1. Gas Mileage Problem

The EPA efficiency rating Ina particular model of new car says that the car is expected to get 22.7 miles per gallon (mpg) of gasoline. Assume that the standard deviation is 1.4 mpg and that the actual mileage are normally distributed about 22.7. The factory produces 2000 of this model.

a. How many of the cars would be expected to get above 23 mpg?
My answer: 830 cars
b. How many would be expected to get below 20 mpg?
My answer: 54 cars
c. How many would be expected to get mileages in the interval from 21 to 24 mpg?
My answer: 1422 cars
d. In what interval about 22.7 could you expect 80% of the mileage to be?
My answer: between 20.9 and 24.5
e. If you purchase one of the cars at random, what is the probability that it will get at least 21.5 mpg?
My answer: 80.4%
f. Suppose you purchased a car of this model and it got only 17.2 mpg. If dealer's service manager told you that this low a mileage was normal for this model car, how would you refute his claim based on statistic? I am stunt on this!

(a)-(d) correct

(e) 17.2 is 3.93 std below the mean
There's almost zero chance of any car getting mileage that low. Most Z tables stop at 3.4 std below the mean, which is 0.03%

Run far, run fast from that dealer!!!

To answer question f, you would need to use statistical reasoning to refute the service manager's claim. Here's how you can approach it:

1. Define the null and alternative hypotheses:
- Null hypothesis (H0): The average mileage of this model car is 22.7 mpg or higher.
- Alternative hypothesis (H1): The average mileage of this model car is lower than 22.7 mpg.

2. Calculate the z-score for the observed mileage of 17.2 mpg:
The z-score is a measure of how many standard deviations an observation is from the mean. The formula to calculate the z-score is:
z = (X - μ) / σ

Where:
X = observed mileage (17.2 mpg)
μ = mean mileage (22.7 mpg)
σ = standard deviation (1.4 mpg)

Plugging in the values, we get:
z = (17.2 - 22.7) / 1.4 ≈ -3.93

3. Determine the critical value for the desired level of significance (α):
The level of significance, denoted as α, determines the threshold for rejecting the null hypothesis. Commonly used values for α are 0.05 or 0.01. Let's assume α = 0.05.
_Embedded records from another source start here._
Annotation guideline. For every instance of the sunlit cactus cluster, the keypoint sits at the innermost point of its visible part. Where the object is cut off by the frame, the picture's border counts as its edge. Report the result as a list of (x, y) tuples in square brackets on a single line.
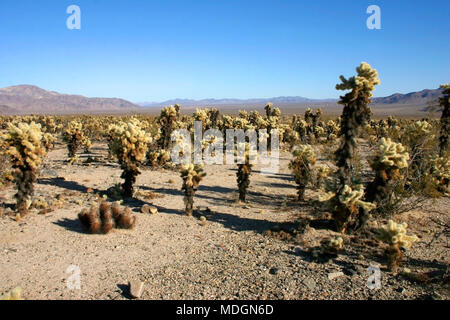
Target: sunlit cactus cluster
[(445, 120), (304, 158), (244, 168), (26, 152), (390, 158), (192, 175), (167, 121), (130, 147), (395, 236), (74, 137)]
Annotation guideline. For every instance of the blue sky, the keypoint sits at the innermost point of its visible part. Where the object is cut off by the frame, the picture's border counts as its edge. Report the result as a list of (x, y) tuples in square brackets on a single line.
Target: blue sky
[(144, 50)]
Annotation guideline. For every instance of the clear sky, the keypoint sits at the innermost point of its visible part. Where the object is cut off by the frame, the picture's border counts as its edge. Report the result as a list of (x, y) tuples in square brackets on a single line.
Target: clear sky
[(145, 50)]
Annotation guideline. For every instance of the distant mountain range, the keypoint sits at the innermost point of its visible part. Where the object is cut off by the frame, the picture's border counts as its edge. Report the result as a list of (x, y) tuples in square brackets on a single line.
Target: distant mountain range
[(228, 102), (26, 99), (416, 98)]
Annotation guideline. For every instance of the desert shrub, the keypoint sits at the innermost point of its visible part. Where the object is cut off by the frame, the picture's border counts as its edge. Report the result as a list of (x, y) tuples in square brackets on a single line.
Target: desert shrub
[(395, 236), (25, 150), (130, 147), (103, 217), (304, 158), (191, 175)]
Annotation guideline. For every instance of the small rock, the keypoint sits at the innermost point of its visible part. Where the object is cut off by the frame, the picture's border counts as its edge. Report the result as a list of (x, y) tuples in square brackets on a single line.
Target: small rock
[(334, 275), (136, 287), (149, 209), (274, 271), (310, 283)]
4. Look up the critical value in a standard normal distribution table:
For α = 0.05, the critical value is approximately -1.645. Since this is a one-tailed test (looking for evidence of the average being lower), we only need to consider the left tail.

5. Compare the z-score to the critical value:
If the z-score is less than the critical value, we reject the null hypothesis. In this case, since the z-score (-3.93) is less than the critical value (-1.645), we can reject the null hypothesis.

6. Interpretation:
Based on the statistical analysis, we have evidence to refute the service manager's claim that a mileage as low as 17.2 mpg is normal for this car model. The data suggests that the average mileage is higher than 17.2 mpg.

Remember, this analysis assumes that the population follows a normal distribution, the sample size is large enough, and the data is representative of the population.